One supplier that has benefitted from its growing relationship with Apple over the past several months is chipmaker Taiwan Semiconductor Manufacturing (NYSE:TSM). Sources cited by The Wall Street Journal last week predicted that Taiwan Semiconductor Manufacturing Co. would be supplying some of the processors that will be used in Apple’s next-generation iPhones and iPads. The news was considered a blow to longtime exclusive A-series chip supplier Samsung (SSNLF.PK) and helped drive Taiwan Semiconductor Manufacturing Co.’s stock to close as high as $22.95 last week, more than 30 percent higher than it was at the beginning of the year.
However, uncertainty about Taiwan Semiconductor Manufacturing Co.’s long-term relationship with Apple has helped diminish some of the optimism surrounding the company. According to a research note from KGI Securities analyst Michael Liu obtained by Reuters, Apple will be turning away from Taiwan Semiconductor Manufacturing Co. and increasing orders to Samsung for the production of 14-nanometer process smartphone chips starting in the second half of 2015. Meanwhile, several Taiwanese news sites cited by Reuters reported that Qualcomm (NASDAQ:QCOM) has already partnered with Samsung to begin working on the so-called A9 chip that will power next year’s iOS-based mobile devices.
Taiwan Semiconductor Manufacturing Co.’s shares slipped more than 6 percent on Wednesday after Liu’s note and the Taiwanese media reports. The drop came despite the company’s second-quarter earnings report that surpassed the company’s own guidance and beat analysts’ expectations.
While the KGI Securities analyst did not cite a specific source for his claim that Samsung would take over the 14-nanometer process chip orders from Taiwan Semiconductor Manufacturing Co., the claim appeared to be supported by comments made by the company’s chairman during the recent quarterly earnings report. According to DigiTimes, Taiwan Semiconductor Manufacturing Co. Chairman Morris Chang stated that “16nm products will account for a single-digit ratio to TSMC’s overall revenues in the third quarter of 2015” as the company loses business to competitors next year.
However, despite surrendering market share in the 14- and 16-nanometer process segment in 2015, Chang also predicted that Taiwan Semiconductor Manufacturing Co. will regain its market position in 2016 and 2017. While Chang did not specify which competitors Taiwan Semiconductor Manufacturing Co. lost business to in 2015, DigiTimes cited industry sources that pointed to Samsung.

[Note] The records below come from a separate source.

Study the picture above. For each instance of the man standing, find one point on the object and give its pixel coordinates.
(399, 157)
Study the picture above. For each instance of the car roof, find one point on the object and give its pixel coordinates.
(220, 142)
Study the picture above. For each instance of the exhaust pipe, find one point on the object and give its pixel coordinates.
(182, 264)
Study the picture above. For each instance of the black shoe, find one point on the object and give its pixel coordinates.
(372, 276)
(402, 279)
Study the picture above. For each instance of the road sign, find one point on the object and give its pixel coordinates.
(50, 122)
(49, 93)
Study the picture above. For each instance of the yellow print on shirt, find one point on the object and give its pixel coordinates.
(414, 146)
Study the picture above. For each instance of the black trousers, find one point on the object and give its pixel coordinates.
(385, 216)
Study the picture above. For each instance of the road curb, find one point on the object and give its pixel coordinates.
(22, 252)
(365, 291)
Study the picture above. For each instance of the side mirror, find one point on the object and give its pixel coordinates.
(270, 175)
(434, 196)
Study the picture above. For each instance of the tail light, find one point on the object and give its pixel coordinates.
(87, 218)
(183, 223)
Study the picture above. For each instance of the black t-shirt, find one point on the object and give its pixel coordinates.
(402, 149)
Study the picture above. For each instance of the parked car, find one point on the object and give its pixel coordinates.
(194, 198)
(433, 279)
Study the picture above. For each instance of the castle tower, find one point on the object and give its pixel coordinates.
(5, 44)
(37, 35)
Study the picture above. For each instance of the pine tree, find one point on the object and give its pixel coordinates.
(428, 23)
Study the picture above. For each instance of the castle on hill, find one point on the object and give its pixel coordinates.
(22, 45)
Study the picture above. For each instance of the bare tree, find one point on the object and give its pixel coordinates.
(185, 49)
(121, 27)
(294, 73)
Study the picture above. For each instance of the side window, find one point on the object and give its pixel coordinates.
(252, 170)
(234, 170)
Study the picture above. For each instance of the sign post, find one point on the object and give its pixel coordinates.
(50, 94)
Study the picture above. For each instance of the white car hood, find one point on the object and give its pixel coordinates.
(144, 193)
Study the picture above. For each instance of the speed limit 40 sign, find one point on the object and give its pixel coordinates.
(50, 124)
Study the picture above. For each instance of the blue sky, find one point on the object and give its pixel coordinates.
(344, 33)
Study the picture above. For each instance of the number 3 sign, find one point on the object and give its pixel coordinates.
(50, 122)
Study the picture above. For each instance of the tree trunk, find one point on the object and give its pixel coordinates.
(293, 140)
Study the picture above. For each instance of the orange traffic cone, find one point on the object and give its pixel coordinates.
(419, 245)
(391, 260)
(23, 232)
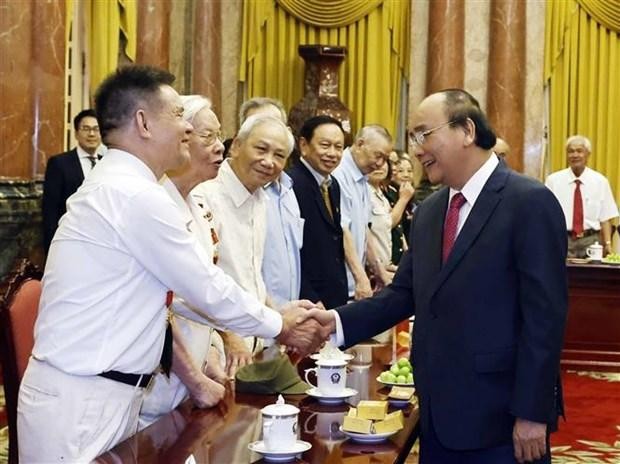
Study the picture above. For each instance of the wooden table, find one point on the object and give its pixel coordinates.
(221, 435)
(592, 338)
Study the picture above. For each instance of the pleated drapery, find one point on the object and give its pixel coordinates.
(582, 70)
(370, 77)
(107, 21)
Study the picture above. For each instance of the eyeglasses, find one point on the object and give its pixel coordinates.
(418, 138)
(209, 138)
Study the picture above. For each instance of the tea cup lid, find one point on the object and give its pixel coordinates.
(331, 362)
(280, 408)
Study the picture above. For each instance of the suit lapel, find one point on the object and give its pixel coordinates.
(486, 203)
(76, 166)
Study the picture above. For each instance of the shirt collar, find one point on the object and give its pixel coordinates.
(349, 164)
(572, 177)
(237, 191)
(84, 154)
(472, 188)
(320, 178)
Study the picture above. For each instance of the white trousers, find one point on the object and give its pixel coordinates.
(70, 418)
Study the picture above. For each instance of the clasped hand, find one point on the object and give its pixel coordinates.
(305, 327)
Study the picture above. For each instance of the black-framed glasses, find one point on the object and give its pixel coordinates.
(418, 138)
(209, 138)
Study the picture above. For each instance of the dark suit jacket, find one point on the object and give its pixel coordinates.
(489, 323)
(63, 176)
(323, 272)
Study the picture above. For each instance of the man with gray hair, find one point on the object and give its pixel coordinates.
(586, 199)
(371, 148)
(258, 155)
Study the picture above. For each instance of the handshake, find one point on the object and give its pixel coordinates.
(305, 327)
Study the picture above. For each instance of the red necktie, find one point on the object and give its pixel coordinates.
(451, 225)
(577, 211)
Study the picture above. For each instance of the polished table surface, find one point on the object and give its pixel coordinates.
(221, 435)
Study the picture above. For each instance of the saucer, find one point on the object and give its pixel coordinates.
(367, 437)
(279, 456)
(333, 398)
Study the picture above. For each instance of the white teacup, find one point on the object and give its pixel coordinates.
(280, 426)
(327, 425)
(595, 252)
(331, 376)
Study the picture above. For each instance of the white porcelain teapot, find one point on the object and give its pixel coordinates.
(280, 425)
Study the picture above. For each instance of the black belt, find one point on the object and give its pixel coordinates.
(141, 380)
(585, 233)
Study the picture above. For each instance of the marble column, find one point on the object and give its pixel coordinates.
(207, 51)
(446, 38)
(506, 75)
(154, 33)
(48, 77)
(17, 120)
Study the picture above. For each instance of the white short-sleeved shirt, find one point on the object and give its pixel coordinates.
(354, 207)
(381, 224)
(241, 228)
(598, 201)
(121, 246)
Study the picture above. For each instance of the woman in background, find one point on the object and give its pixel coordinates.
(399, 194)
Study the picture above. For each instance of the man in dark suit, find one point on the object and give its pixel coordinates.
(486, 280)
(65, 172)
(323, 271)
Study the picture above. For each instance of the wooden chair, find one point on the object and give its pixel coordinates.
(19, 304)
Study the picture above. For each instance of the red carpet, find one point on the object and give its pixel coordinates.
(591, 433)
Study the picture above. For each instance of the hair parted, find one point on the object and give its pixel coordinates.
(460, 106)
(310, 125)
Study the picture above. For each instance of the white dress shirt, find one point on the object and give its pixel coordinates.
(241, 228)
(84, 158)
(354, 207)
(121, 246)
(471, 191)
(381, 220)
(598, 201)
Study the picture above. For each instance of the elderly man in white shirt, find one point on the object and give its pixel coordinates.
(369, 151)
(258, 155)
(120, 249)
(586, 199)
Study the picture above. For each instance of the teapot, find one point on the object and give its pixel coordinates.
(595, 252)
(280, 425)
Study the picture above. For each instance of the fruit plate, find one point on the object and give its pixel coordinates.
(394, 384)
(367, 437)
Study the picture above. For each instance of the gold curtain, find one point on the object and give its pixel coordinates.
(329, 13)
(605, 12)
(370, 78)
(582, 70)
(107, 20)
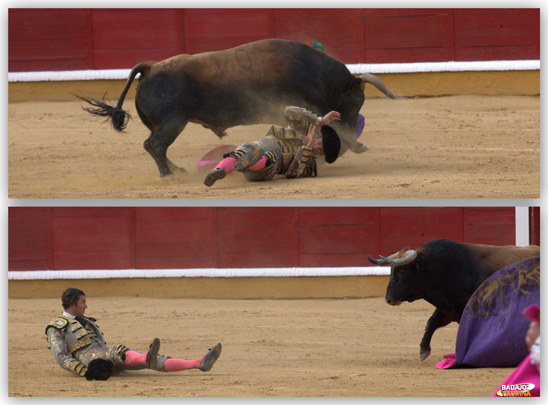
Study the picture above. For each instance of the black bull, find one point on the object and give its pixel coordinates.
(445, 274)
(249, 84)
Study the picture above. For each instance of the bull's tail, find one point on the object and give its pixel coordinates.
(118, 116)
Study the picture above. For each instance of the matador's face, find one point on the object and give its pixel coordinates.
(79, 308)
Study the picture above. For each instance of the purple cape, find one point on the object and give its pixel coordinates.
(492, 328)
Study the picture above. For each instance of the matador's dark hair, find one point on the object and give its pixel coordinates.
(70, 296)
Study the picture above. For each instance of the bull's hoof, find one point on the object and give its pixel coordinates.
(213, 176)
(359, 148)
(424, 354)
(249, 159)
(176, 169)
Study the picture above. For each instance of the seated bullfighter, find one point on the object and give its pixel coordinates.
(79, 347)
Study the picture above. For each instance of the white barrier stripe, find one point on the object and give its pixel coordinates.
(376, 68)
(212, 273)
(431, 67)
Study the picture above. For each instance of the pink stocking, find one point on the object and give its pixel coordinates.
(179, 364)
(134, 358)
(259, 165)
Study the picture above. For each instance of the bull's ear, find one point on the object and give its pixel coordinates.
(417, 263)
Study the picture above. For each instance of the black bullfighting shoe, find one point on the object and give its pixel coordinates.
(152, 360)
(213, 176)
(249, 159)
(211, 357)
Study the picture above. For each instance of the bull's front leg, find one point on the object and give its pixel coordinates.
(348, 140)
(438, 319)
(158, 142)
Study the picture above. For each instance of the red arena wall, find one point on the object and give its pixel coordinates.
(81, 39)
(77, 238)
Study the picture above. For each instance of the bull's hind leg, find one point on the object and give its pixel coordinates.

Other analysts warned against making premature predictions about the production of the A9 chip. “This is still just a lot of speculation,” Yuanta Securities analyst George Chang told Reuters. “We haven’t even seen the iPhone 6 yet, so it’s too early to say anything about future products.”

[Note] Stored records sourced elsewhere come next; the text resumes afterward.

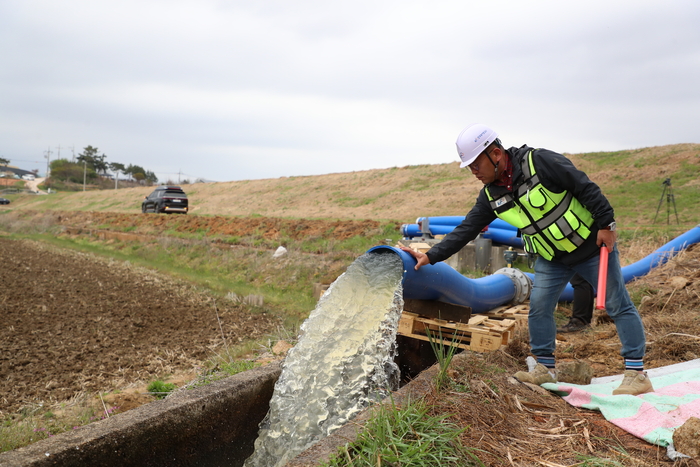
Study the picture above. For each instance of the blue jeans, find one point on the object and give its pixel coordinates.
(551, 278)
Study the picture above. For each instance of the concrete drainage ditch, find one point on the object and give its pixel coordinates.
(210, 426)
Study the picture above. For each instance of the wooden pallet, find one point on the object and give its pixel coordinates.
(517, 312)
(483, 332)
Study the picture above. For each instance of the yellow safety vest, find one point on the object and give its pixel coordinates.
(550, 222)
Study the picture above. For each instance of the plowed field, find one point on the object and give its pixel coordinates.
(70, 323)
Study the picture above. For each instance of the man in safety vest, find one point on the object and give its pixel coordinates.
(564, 219)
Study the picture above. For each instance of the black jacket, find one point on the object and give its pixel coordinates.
(557, 174)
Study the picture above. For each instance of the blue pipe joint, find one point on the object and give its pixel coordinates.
(442, 283)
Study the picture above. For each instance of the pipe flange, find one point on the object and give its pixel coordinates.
(521, 281)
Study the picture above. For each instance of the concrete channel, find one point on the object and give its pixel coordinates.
(210, 426)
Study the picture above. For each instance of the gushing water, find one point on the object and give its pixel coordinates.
(343, 360)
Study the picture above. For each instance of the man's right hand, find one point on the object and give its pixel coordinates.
(421, 258)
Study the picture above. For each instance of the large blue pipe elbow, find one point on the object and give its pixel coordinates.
(441, 282)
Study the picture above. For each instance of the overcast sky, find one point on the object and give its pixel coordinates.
(233, 90)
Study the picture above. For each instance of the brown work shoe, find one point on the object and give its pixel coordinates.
(574, 325)
(539, 376)
(634, 383)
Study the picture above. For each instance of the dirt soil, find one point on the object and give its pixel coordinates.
(72, 324)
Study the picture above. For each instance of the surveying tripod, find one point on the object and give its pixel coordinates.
(668, 191)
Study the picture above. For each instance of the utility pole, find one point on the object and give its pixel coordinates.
(48, 160)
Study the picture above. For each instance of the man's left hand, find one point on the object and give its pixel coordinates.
(609, 237)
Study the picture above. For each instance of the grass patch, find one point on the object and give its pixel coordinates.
(407, 436)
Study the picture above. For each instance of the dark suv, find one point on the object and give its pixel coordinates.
(166, 199)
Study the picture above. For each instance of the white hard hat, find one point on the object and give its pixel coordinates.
(472, 141)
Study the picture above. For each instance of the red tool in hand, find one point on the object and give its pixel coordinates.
(602, 278)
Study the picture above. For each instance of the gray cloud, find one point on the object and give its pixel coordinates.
(236, 90)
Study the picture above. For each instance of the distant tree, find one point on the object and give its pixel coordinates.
(62, 169)
(90, 157)
(116, 167)
(132, 170)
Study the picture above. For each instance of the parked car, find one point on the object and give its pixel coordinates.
(166, 199)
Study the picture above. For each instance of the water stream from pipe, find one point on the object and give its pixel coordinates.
(343, 361)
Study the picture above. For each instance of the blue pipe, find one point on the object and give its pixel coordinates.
(441, 282)
(643, 266)
(454, 221)
(504, 237)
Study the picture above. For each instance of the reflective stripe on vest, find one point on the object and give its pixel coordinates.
(549, 221)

Although Taiwan Semiconductor Manufacturing Co. may have lost business to Samsung in 2015, it is still believed to be supplying some of the 20-nanometer process chips that will be used in Apple’s upcoming mobile products this year. Rumors about Taiwan Semiconductor Manufacturing Co. taking on more of Apple’s chip orders have been circulating for years as the smartphone market competition and patent-infringement court battles between the iPhone maker and Samsung have intensified. However, if the latest rumors are true, it appears that Apple will continue to rely heavily on Samsung as its primary chip supplier at least through 2015.